SHANGHAI -- China will account for one-third of the estimated $175 billion global market for luxury goods by 2015, as growing wealth spurs demand for top-end goods, consultancy McKinsey said Tuesday.
Chinese consumers now account for around 2% of worldwide luxury consumption, estimated at around $145 billion this year, the global management consultancy firm said in a new report.
"Spending by Chinese consumers on luxury products now exceeds that of any other country," said the report, which surveyed more than 1,000 luxury shoppers in 14 Chinese cities.
"China has become the paramount driver of growth in this sector, with purchases by Chinese both at home and abroad accounting for over one-quarter of the global total."
The figure includes spending on items such as high-end bags, shoes, watches, jewelery and clothing.
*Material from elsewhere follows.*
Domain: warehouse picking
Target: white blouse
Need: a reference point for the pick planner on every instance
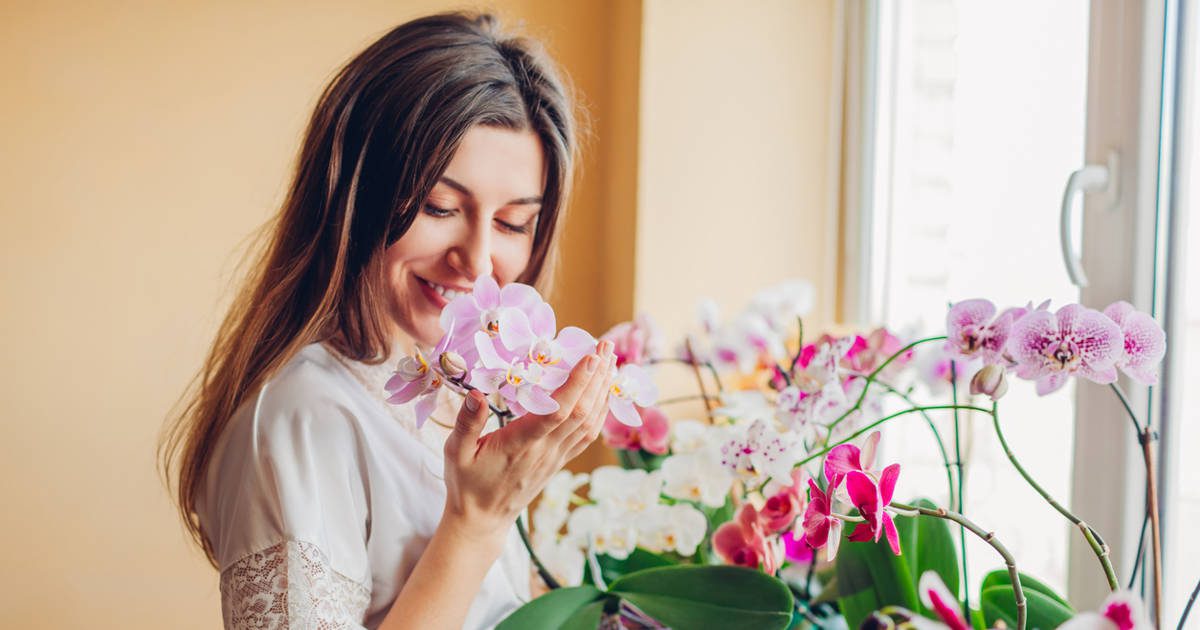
(321, 497)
A slowdown in the Chinese economy and a crackdown on government corruption, which has affected gift-giving, has caused the market to cool this year, but China's wealthy and rising middle class will support future growth, it said.
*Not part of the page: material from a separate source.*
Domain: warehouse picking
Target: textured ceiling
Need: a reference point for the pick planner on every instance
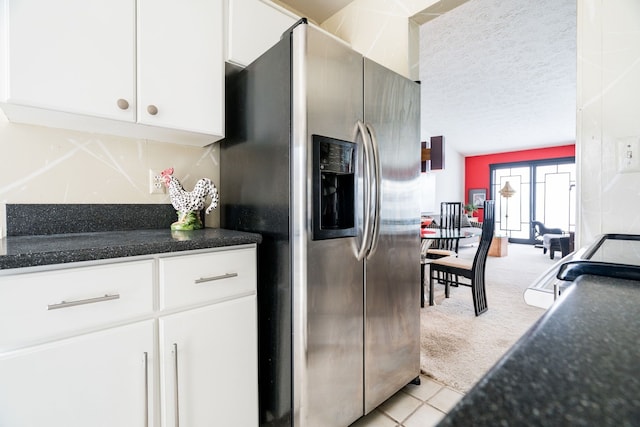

The market for luxury goods is changing as more Chinese travel abroad and consumers seek more varied brands, McKinsey said.
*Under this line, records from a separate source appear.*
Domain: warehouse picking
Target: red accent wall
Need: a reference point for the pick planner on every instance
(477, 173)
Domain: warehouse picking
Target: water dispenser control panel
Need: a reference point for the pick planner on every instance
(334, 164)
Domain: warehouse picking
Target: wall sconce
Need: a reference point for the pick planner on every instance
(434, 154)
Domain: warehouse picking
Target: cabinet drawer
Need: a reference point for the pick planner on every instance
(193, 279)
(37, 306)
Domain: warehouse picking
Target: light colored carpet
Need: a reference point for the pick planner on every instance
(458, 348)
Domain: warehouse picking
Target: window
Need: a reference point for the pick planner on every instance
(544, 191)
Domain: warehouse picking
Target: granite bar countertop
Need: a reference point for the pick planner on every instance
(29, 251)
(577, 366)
"A rapidly-growing share of Chinese luxury shoppers are doing their purchasing abroad," it said. "Although Hong Kong and Macau rank among their favored shopping destinations, Europe is also rising quickly in popularity."
High taxes can make imported luxury goods more expensive in China, while the relatively weak euro can make shopping in Europe more attractive.
Chinese consumers still prefer shopping for luxury goods at retail stores, making creating an in-store experience important for companies, with online sales still relatively small, the consultancy said.
"Chinese consumers' tastes in luxury products are maturing with surprising speed," it said, adding experienced shoppers "increasingly prefer low-key and understated goods to ones that are emblazoned with popular logos."